What kind of work do you want to finally end up doing? How much responsibility
will you be given at each? Will you make better connections at one or the
other? Which work environment do you like more? Are you passionate on
interested in the work they are doing? Which one will provide you with a
better learning experience?

There are so many personal factors that weigh into a decision like this, and
money may or may not be a large factor for you. But thats up to you to decide.
Ultimately i think it comes down to where you'll be happier, and which will
help you the most down the road. Answer those to questions and i think you
will probably come to your answer.

------
merinid
At this stage in your career, money is less important than a brand name on
your resume, more interesting work, and a diversity of experience.
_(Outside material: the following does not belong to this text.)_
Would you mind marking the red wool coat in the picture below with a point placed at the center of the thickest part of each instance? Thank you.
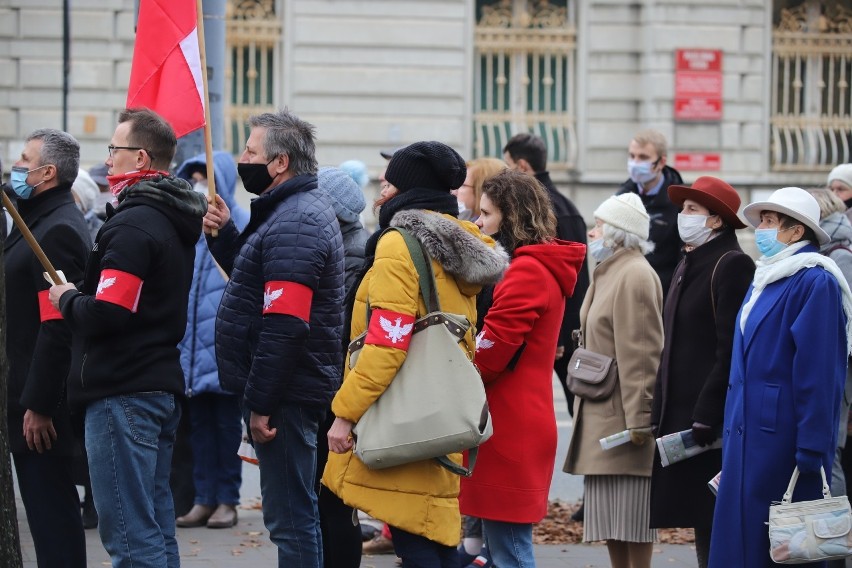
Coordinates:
(512, 477)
Do side
work to get paid?

------
shail
I think if you try a bit more (considering you have experience building
Android apps), you can get similar setup which pays too. So I will suggest try
other places.

There should be only and only one reason for you to do that unpaid internship,
that is if you are going to learn something very unique which you will not
learn anywhere else even if its paying a lot.

------
1337biz
If you are not super tight with your money situation I would go with the
unpaid one. Sounds way more exciting and an interesting environment to
experience. You will have enough opportunities for "regular" jobs after
college so use the internships to take some risks.

------
brudgers
That you are classifying the unpaid internship as an opportunity says
something about your goals. That you are debating a paid internship over an
unpaid one says something, too.

Internships are supposed to be about learning. There's plenty of other options
if you just want a job.

Good luck.

------
JoachimSchipper
When weighing this, also consider the fact that professional game developers
get paid relatively little, especially per actually-worked-hour, due to an
enormous oversupply. The opposite is true for defense and Android developers.

------
shrughes
Get a paid internship. Paid internships exist (all over the place). Game
development paid internships do too. You have more options than those two,
those are just the ones you've found.

------
27182818284
California is expensive. A defense contractor where you gain experience in the
emerging mobile market sounds like the WAY better option, even if it doesn't
impress the opposite sex.

------
seivan
I wouldn't take the unpaid internship. It's not worth it. If you're good, you
wouldn't be free. There's a developer shortage, don't let these fuckers skin
you.

------
logn
Do you really value your time at $0/hr? Sure you get experience, but you're
getting experience at the other job too.

------
charlesjshort
If you don't need ca$h there are plenty of opportunities for equity. Get one
or the other, maybe a mix of the two.

------
edwardunknown
Well, if you can afford it and want to move to California anyway the
internship could be an excuse to do it. But _never, ever trust anyone who asks
you to work for free_. It doesn't matter who they are or what they're
promising, don't fucking trust them.